Physics World has recognised Oxford laser research among its top ten breakthroughs of the year.
The magazine recognised the work of Gianluca Gregori and Jena Meinecke, for using one of the world's most powerful laser facilities to create tiny versions of supernova explosions in the laboratory.
The magazine said, 'Supernovae are massive stellar explosions that leave behind hot, dense clouds of dust and gas that are often beautiful in appearance. One particular remnant, Cassiopeia A, has long puzzled astronomers because of its irregular knotty structure that suggests the presence of very strong magnetic fields. This supernova was simulated by Gregori, Meinecke and colleagues, who fired three laser beams onto a tiny carbon rod in an argon-filled chamber. The exploding rod creates an asymmetric shock wave that expands outwards through the argon gas, much like a real supernova in space.
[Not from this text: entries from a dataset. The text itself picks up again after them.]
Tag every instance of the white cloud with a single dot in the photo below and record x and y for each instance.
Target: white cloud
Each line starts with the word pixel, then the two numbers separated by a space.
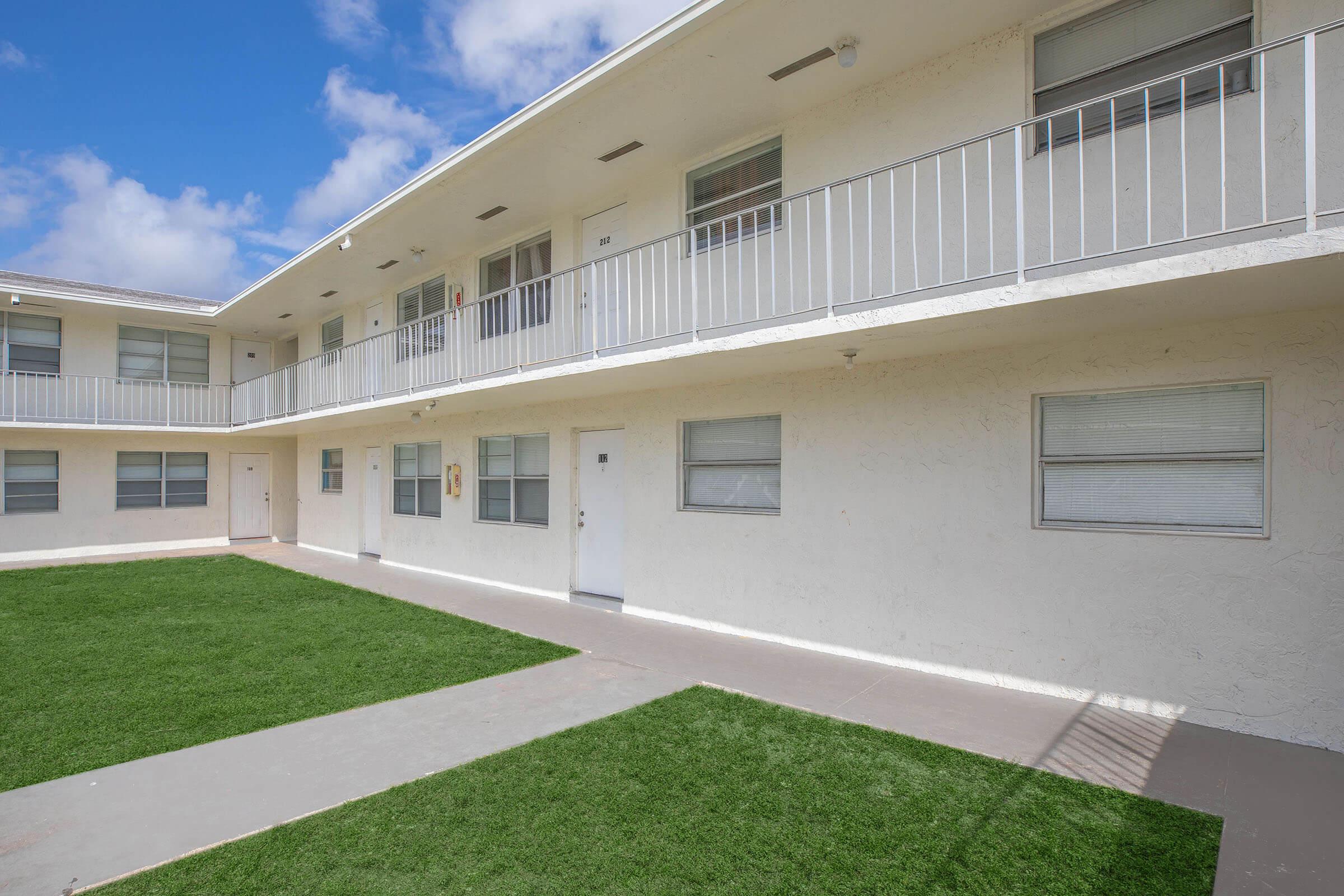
pixel 389 143
pixel 351 23
pixel 516 50
pixel 113 230
pixel 21 190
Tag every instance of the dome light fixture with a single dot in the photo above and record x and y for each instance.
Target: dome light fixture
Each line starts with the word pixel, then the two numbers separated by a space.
pixel 847 53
A plastic grid, which simulated a "lumpy" distribution of gas in the region of the supernova, was placed in the path of the shock wave, and the result was strong magnetic fields similar to those observed in Cassiopeia A. The technique could also be used to simulate a range of astrophysical processes, say the researchers'.
The top-10 breakthroughs were chosen by a panel of six Physics World editors and reporters, and the criteria for judging the top ten included:
- fundamental importance of research;
- significant advance in knowledge;
- strong connection between theory and experiment; and
- general interest to all physicists.